The indictment against Seselj accuses him of making “inflammatory speeches in the media, during public events and during visits to the volunteer units and other Serb forces in Croatia and Bosnia and Herzegovina, instigating those forces to commit crimes”.



The witness then went on to declare himself a loyal follower of the Serbian Radical Party leader.



“I consider that had fate made you president, had that been the destiny, things might have looked very different,” he said.



Seselj continued to try to elicit further positive comments from Stoparic that would contradict his statements.



When questioned about his statement that he had been inspired by Seselj’s speeches and “made a mad step” to participate in the war, Stoparic told the court that he actually had no regrets about fighting for Serbia.



“I was never sorry that I did go,” he said.



Seselj then tried to encourage the witness to testify to his good nature as a leader, asking him to confirm that he had said prisoners, women and children at Vukovar should be protected.



“Of course, you never encouraged a lack of discipline, that was not a characteristic of yours,” the witness responded.



On further questioning by the presiding judge, Stoparic could not specifically confirm an instance of Seselj asking for such people to be protected.
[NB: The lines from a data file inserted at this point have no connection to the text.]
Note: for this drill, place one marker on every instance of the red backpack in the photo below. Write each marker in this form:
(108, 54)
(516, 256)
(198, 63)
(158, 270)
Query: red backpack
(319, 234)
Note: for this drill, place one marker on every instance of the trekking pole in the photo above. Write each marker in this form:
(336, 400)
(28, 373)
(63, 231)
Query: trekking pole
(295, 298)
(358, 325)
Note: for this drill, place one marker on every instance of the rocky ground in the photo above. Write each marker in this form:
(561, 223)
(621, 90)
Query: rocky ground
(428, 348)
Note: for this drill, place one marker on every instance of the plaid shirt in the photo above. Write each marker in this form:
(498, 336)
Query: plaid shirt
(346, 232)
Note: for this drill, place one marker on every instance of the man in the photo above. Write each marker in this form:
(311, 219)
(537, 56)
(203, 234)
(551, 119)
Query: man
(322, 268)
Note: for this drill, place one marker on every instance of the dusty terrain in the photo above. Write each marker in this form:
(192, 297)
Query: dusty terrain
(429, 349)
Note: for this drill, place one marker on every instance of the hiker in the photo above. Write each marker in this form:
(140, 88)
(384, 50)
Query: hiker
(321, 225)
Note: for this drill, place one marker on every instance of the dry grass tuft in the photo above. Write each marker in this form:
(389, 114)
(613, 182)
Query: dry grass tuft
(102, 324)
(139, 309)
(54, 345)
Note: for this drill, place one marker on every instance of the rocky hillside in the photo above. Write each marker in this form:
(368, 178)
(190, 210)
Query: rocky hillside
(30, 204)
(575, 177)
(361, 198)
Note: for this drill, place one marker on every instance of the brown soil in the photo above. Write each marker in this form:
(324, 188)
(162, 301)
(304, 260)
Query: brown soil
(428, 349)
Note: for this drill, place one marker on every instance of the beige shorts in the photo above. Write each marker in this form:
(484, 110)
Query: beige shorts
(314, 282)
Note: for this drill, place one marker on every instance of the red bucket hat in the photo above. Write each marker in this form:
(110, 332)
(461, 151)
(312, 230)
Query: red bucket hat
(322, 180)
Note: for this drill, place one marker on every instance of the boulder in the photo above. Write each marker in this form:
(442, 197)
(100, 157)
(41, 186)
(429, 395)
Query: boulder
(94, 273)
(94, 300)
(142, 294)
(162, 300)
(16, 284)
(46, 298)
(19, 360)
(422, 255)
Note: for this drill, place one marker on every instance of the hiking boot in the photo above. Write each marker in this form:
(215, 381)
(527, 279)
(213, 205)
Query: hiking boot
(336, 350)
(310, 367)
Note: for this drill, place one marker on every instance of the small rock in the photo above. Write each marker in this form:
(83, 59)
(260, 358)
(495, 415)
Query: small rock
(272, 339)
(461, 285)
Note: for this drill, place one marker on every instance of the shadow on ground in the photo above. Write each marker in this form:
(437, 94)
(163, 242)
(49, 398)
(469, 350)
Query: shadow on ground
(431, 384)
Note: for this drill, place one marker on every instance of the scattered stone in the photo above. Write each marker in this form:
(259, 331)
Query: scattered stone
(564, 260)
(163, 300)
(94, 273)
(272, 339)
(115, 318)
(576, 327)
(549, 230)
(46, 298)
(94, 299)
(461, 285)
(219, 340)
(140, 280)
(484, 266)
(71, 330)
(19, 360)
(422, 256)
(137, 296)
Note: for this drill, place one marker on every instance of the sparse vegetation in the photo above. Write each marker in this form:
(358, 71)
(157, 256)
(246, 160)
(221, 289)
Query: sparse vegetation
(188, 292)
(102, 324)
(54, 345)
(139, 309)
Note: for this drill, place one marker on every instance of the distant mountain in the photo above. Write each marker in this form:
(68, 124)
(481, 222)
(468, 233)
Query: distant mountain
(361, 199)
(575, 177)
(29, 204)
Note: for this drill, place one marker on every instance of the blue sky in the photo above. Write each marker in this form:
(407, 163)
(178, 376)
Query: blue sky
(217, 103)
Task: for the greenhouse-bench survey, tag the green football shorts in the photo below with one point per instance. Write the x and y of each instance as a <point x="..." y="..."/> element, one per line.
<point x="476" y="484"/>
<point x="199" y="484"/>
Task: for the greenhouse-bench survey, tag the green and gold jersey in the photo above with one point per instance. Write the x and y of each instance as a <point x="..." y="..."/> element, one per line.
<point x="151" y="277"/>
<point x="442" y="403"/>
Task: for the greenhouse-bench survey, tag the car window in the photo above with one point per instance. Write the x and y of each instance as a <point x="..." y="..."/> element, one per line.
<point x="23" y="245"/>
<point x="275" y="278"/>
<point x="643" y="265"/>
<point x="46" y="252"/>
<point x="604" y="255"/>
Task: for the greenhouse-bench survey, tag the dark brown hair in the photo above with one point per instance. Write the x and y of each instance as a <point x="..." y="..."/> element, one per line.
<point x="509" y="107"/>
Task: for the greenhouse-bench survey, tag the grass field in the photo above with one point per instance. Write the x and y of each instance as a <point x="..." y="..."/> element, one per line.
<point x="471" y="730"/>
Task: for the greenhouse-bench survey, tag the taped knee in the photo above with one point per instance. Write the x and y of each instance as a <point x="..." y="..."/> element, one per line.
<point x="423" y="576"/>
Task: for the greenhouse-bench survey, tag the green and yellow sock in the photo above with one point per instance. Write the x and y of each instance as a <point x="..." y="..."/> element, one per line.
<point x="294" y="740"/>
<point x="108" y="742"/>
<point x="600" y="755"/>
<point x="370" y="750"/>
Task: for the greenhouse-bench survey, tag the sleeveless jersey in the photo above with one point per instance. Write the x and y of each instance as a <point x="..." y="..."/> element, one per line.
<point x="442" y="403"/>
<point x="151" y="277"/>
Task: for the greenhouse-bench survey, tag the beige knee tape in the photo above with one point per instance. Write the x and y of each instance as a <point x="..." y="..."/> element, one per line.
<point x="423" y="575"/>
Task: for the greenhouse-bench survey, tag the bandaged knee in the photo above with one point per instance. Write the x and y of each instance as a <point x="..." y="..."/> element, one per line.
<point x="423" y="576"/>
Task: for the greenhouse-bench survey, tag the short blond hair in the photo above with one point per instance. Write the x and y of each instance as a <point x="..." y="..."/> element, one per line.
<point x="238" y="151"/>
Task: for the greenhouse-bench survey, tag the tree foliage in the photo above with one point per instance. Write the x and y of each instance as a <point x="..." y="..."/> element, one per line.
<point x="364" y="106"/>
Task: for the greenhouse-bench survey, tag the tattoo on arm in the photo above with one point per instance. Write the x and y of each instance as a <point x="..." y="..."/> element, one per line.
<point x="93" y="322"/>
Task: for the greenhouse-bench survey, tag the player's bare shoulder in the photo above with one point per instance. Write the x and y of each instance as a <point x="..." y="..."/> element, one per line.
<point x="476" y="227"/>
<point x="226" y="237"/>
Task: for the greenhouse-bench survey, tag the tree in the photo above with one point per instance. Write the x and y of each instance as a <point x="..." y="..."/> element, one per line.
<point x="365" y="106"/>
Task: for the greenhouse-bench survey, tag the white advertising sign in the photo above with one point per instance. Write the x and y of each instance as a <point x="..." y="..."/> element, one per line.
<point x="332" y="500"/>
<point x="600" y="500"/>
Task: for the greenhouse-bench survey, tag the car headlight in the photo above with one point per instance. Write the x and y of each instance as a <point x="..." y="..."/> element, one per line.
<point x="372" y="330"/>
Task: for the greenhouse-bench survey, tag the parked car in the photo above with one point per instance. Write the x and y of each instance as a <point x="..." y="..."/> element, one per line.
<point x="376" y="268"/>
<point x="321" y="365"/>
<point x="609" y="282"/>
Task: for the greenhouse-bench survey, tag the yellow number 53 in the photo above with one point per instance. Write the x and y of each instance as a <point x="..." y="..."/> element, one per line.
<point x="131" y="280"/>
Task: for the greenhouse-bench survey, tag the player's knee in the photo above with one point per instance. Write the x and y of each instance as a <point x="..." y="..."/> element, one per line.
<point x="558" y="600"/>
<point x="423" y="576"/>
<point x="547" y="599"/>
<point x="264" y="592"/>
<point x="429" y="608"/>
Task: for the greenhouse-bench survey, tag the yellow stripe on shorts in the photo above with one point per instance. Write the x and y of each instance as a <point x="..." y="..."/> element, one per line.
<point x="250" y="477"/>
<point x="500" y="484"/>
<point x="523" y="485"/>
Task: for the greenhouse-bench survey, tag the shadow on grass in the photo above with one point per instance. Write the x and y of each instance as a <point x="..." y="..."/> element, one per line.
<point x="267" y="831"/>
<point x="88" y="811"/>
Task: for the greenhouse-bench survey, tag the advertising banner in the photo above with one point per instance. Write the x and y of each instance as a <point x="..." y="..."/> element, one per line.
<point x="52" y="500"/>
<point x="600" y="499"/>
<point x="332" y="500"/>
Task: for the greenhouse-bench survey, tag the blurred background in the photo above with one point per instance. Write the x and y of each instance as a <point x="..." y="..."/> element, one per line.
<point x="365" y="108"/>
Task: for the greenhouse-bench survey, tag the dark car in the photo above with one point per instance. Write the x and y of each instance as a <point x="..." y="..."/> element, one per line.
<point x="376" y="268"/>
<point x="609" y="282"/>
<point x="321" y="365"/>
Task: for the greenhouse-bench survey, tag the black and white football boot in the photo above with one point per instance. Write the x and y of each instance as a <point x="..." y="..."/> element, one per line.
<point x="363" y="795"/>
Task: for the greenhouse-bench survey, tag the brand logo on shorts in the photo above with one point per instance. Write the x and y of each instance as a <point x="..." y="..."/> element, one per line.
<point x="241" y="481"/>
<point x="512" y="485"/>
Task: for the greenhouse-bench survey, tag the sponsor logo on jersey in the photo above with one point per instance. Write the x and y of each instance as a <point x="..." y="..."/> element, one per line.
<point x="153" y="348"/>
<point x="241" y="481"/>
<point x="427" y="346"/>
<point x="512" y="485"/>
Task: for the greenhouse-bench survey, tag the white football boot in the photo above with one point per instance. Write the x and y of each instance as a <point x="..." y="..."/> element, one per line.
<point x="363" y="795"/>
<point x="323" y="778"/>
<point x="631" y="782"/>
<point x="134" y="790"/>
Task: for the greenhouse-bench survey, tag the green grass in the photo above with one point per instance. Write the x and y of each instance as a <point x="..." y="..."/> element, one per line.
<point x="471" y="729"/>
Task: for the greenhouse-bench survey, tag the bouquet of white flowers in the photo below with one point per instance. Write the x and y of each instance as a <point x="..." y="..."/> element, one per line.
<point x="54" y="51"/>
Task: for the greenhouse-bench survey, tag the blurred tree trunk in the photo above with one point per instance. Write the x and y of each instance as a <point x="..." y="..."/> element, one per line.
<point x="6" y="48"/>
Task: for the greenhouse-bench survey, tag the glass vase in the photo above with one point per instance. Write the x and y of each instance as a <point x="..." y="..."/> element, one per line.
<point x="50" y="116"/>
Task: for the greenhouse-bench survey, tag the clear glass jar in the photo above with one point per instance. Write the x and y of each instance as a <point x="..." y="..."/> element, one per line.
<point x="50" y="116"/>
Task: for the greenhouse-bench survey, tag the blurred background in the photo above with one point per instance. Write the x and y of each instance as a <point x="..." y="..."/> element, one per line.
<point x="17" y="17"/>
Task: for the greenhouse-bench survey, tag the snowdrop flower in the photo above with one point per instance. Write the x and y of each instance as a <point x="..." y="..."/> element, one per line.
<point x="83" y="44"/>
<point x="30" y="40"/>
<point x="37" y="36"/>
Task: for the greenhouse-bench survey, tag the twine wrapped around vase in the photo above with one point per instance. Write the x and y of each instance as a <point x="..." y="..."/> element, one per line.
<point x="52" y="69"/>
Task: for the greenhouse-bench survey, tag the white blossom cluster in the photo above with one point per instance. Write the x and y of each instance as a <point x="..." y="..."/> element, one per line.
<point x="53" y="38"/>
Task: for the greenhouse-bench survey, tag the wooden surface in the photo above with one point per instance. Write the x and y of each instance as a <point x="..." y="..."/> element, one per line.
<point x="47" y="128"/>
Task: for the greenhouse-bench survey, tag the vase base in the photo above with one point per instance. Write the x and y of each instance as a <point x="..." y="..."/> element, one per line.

However, neither could he recall the politician ordering them to be killed.



“I know that I do not remember, at the time he visited Vukovar, that he said ‘If you have some prisoners go out and execute them’. He did not say that,” Stoparic told the tribunal.



“It was not my understanding that [Seselj] was trying to get us to go out and do something evil.”



Pointing to specific crimes, Seselj said that it was not his volunteers who had carried out the Ovcara massacre in 1991, when around 200 Croat prisoners were killed by Serb forces in a military hospital on the night of November 20.



According to the indictment against Seselj, “Serb forces, including volunteers, incited by Seselj, removed Croats and other non-Serbs from Vukovar hospital in the aftermath of the Serb takeover of the city”.



According to the defendant, who cited the evidence of 12 bus drivers, Stoparic’s unit disbanded on November 18, 19 and 20. His volunteers left the area to go back to Serbia by bus.



The witness agreed with Seselj’s observation that “in the space of three days the bulk [of the detachment] left for Serbia”.



Stoparic went on to tell the court that soldiers’ crimes were not investigated and went unpunished.



He referred to an incident in which a man nicknamed Topola who was accused of raping and killing a Croat girl simply walked free.



According to Stoparic, although he and reserve officer Milan Kameni were acting duty officers at the time, because they were not professional officers of the Yugoslav People’s Army, punitive measures were beyond the scope of their responsibility.



“The best [Kameni] could do was to exclude him from the unit and send him away. There was no other practice open to us. We weren’t trained as duty officers as such,” Stoparic told the court.



Seselj then tried to use the witness to show that all sides in the conflict operated with impunity. He asked the witness if he knew of any examples of courts martial or disciplinary executions among the Croats, Muslims or Serbs.



“I know of no example on any side,” Stoparic told the court.



Simon Jennings is an IWPR reporter in The Hague.